The pathogenic yeast Cryptococcus neoformans undergoes morphological changes in cell size during host interaction, producing a high percentage of Titan cells (> 10 μm) instead of the typical size 5 to 7 μm cells. We reported previously (Hommel et al., Plos Pathogens 2018) in vitro conditions that reproducibly produce Titan cells, then identify environmental factors and gene regulators of their biogenesis.

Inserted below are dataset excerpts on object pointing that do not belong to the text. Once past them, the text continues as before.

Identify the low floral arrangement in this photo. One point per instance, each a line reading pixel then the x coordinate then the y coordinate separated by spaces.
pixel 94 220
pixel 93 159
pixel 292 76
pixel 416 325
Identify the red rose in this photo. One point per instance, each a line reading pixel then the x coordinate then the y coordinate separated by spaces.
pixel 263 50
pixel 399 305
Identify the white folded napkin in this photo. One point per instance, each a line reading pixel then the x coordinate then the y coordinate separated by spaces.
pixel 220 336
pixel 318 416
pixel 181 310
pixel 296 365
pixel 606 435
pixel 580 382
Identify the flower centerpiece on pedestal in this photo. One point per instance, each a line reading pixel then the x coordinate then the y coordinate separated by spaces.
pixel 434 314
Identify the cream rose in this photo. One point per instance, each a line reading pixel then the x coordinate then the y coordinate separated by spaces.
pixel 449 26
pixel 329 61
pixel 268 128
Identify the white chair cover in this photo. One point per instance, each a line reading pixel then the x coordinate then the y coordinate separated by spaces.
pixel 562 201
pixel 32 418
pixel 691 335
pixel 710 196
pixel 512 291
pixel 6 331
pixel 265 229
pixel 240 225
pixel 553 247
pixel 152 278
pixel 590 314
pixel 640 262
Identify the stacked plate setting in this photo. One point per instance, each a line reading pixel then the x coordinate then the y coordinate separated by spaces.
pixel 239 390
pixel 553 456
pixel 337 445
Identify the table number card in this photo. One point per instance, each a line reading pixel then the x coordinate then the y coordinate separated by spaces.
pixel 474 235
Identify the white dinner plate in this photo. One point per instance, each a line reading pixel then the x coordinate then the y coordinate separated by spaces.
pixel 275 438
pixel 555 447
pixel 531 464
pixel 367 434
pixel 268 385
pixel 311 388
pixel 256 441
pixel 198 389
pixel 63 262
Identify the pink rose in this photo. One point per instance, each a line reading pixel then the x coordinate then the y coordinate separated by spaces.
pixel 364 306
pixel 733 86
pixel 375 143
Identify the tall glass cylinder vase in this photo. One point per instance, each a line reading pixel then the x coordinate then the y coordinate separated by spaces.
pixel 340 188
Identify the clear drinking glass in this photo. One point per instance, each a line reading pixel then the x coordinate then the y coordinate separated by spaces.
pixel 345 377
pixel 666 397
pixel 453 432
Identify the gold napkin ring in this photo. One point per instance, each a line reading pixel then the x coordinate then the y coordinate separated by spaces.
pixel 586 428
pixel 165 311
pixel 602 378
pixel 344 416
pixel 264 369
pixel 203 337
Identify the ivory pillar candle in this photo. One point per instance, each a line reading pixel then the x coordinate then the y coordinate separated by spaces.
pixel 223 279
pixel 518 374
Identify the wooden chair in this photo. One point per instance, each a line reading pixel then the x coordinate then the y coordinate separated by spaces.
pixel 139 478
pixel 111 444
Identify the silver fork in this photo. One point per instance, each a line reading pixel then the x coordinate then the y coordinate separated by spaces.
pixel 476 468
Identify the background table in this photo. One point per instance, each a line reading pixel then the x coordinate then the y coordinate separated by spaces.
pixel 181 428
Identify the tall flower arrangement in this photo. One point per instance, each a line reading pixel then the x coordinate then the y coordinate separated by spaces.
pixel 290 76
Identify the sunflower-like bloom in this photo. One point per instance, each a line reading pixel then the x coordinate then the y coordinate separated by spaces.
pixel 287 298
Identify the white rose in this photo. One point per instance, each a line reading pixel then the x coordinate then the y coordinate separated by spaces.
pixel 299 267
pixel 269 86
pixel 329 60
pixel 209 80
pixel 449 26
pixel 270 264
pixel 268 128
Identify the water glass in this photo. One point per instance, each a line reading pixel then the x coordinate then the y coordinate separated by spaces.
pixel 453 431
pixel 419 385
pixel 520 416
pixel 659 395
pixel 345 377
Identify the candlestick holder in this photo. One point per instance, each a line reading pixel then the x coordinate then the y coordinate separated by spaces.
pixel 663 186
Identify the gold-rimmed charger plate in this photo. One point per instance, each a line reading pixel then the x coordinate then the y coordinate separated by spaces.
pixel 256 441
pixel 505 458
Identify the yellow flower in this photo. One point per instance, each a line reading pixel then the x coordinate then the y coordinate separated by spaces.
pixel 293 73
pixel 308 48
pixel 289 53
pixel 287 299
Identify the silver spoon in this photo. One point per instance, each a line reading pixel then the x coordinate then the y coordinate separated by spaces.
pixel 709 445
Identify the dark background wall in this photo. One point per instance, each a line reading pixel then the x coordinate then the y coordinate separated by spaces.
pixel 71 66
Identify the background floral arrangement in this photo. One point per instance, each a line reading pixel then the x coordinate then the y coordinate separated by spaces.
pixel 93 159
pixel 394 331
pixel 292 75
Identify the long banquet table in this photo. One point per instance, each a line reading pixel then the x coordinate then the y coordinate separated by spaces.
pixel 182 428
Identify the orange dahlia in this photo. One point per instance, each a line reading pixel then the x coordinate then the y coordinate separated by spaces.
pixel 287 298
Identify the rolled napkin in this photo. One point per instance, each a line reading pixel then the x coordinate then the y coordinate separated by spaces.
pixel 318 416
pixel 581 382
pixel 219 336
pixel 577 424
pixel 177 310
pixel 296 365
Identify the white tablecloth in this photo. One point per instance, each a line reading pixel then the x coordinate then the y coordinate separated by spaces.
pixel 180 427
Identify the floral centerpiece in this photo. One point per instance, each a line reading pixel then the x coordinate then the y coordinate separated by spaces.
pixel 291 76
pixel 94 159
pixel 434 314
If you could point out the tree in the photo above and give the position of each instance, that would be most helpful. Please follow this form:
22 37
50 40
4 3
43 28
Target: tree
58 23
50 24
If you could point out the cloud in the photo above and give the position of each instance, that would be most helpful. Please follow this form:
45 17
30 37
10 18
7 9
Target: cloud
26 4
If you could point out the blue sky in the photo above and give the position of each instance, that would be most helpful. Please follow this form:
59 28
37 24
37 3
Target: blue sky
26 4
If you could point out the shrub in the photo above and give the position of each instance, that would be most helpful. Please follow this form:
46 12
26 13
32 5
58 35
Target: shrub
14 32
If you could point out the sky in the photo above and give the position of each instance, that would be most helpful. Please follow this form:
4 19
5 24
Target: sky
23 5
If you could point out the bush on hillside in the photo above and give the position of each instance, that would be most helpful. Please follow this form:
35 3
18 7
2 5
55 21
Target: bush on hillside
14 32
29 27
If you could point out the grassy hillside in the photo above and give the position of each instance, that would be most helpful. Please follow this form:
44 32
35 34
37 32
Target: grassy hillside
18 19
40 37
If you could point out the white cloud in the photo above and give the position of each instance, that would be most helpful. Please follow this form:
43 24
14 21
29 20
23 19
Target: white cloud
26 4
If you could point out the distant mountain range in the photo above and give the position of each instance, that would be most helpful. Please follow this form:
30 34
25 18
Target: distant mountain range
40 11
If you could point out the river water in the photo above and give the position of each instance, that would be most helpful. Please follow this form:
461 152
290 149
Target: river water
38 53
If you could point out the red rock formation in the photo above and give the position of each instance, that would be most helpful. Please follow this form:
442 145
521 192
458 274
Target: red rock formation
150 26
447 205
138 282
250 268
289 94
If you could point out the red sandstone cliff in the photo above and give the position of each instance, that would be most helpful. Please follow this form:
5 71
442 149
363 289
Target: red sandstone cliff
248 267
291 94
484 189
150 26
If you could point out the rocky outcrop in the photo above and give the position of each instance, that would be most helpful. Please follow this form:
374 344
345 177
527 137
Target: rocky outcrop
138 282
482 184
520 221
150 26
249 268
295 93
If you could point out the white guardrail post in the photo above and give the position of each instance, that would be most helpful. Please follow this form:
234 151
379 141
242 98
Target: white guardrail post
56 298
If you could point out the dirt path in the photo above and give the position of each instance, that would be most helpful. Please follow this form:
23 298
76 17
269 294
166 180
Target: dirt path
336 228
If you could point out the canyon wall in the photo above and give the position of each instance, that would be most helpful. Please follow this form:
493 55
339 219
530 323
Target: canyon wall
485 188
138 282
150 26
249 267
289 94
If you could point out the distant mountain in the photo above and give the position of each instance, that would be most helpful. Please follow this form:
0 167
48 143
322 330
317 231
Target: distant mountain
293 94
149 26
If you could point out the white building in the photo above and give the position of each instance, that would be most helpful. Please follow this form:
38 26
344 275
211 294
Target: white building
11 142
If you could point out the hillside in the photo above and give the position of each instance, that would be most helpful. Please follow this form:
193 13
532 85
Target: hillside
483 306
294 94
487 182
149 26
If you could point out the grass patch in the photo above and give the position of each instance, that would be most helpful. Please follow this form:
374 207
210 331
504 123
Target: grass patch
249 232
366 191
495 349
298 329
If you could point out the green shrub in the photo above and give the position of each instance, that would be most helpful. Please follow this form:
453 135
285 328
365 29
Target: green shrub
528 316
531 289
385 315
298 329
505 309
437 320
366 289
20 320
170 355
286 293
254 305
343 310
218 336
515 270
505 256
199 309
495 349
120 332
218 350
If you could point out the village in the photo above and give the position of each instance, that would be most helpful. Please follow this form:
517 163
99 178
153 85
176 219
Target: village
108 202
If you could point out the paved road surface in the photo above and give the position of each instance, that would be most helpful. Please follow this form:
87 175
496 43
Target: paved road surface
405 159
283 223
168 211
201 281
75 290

Titan cells generated in vitro harbor the four main characteristics of Titan cells produced in vivo: i) cell size >10 μm ii) polyploidy with a single nucleus iii) large vacuole iv) thick cell wall and remodeled capsule. In our protocol, the major triggers of Titan cells formation are nutrient starvation, hypoxia, and cell density dependent quorum sensing factors. We explored genetic factors for Titan cells formation using three approaches. First, using H99 lineage strains with known genetic differences, we showed that Titan cell formation was dependent on LMP1 and SGF29genes. Second, by screening a gene deletion collection, we confirmed that PKA signaling pathway genes were required to generate Titan cells in vitro and that the TSP2, USV101 and PKR1genes negatively regulated Titan cell formation. Finally, we confirmed the critical role of the Pkr1 protein by the analysis of clinical isolates with spontaneous Pkr1 loss-of-function. This standardized in vitro protocol is a technical advance and provide new insights into yeast to Titan cell biogenesis and pathobiology.
Interestingly, three different protocols for Titan cell generation were generated and published together (in Plos Pathogens), suggesting the Titan cells generation is triggered by different environmental conditions.
We are currently investigating the transcriptional modifications using the three protocols with the aim to identify the most important pathways involved in Titan cell generation.